The Association of Victims of Uphaar Fire Tragedy' (AVUT) sought civil compensation from the owners of the theatre.  On 24 April, 2003 the Delhi High Court found Ansal brothers, Municipal Corporation of Delhi (MCD) and Delhi Vidyut Board (DVB), and licensing authorities 'guilty of negligence'.

The Delhi High Court ordered Rs 25 crore in compensation to the victims of the fire tragedy. The judgment was hailed as a historic one.

The high court directed the cinema owners to pay 55 percent of the compensation as the Ansals were the maximum beneficiaries of the profit earned from the cinema hall. The MCD, DVB and licensing authorities, each were to contribute 15 percent of the remaining 45 percent amount, the order said.

Compensation reduced

In a huge blow to the families of the victims of the Uphaar fire tragedy, the Supreme Court on 13 October, 2011, nearly halved the sum of compensation awarded to them by the Delhi High Court and slashed punitive damages to be paid by cinema owners Ansal brothers from Rs 2.5 crore to Rs 25 lakh.
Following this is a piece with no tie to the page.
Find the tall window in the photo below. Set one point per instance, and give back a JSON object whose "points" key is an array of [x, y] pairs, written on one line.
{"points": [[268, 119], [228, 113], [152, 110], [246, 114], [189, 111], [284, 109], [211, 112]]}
A bench headed by Justice RV Raveendran reduced the amount of compensation from Rs 18 lakh to Rs 10 lakh to the families of deceased above 20 years of age and for the victims below 20 years, it was reduced to Rs 7.5 lakh from Rs 15 lakh.

Sentence upheld 

The Supreme Court, on 5 March, 2014, upheld the conviction of Sushil Ansal and Gopal Ansal in the 1997 Uphaar cinema tragedy. A bench of justices TS Thakur and Gyan Sudha Mishra (since retired) had on 5 March, 2014, held real estate barons Sushil and Gopal Ansal guilty, but differed on the quantum of sentence to be awarded to them.
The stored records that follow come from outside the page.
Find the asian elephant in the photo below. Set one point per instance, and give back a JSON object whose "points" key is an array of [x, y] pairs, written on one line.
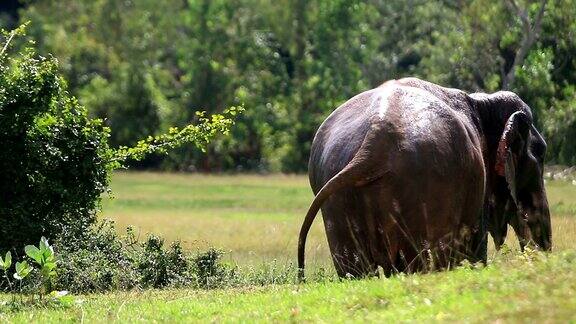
{"points": [[410, 176]]}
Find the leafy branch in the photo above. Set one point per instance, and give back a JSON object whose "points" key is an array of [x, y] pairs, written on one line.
{"points": [[199, 134]]}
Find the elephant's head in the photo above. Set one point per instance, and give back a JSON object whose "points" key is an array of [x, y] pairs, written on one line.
{"points": [[515, 151]]}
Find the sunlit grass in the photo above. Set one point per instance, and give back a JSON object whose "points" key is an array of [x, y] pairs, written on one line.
{"points": [[257, 218]]}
It had concurred in holding that there was "contemptuous disregard" of civic laws on part of the Ansals that led to the tragedy as they were "more interested in making money than ensuring safety of people".

The final verdict

The Supreme Court on Wednesday, 19 August, 2015, allowed the Ansal brothers to walk free in the case on furnishing of a whopping fine of Rs 30 crore each within three months.

Awarding the jail term for a period already undergone by the industrialists, the three-judge bench of Justices AR Dave, Kurian Joseph and Adarsh Kumar Goel asked them to pay the total fine of Rs 60 crore in three months and deposit it with the Delhi government, which in turn will spend the money on welfare schemes.

While Sushil Ansal has spent over five months in prison, Gopal has spent jail time of over four months.

The bench rejected the submissions of senior advocate Harish Salve, appearing for CBI, that the convicts be sent to jail to serve the remaining jail term.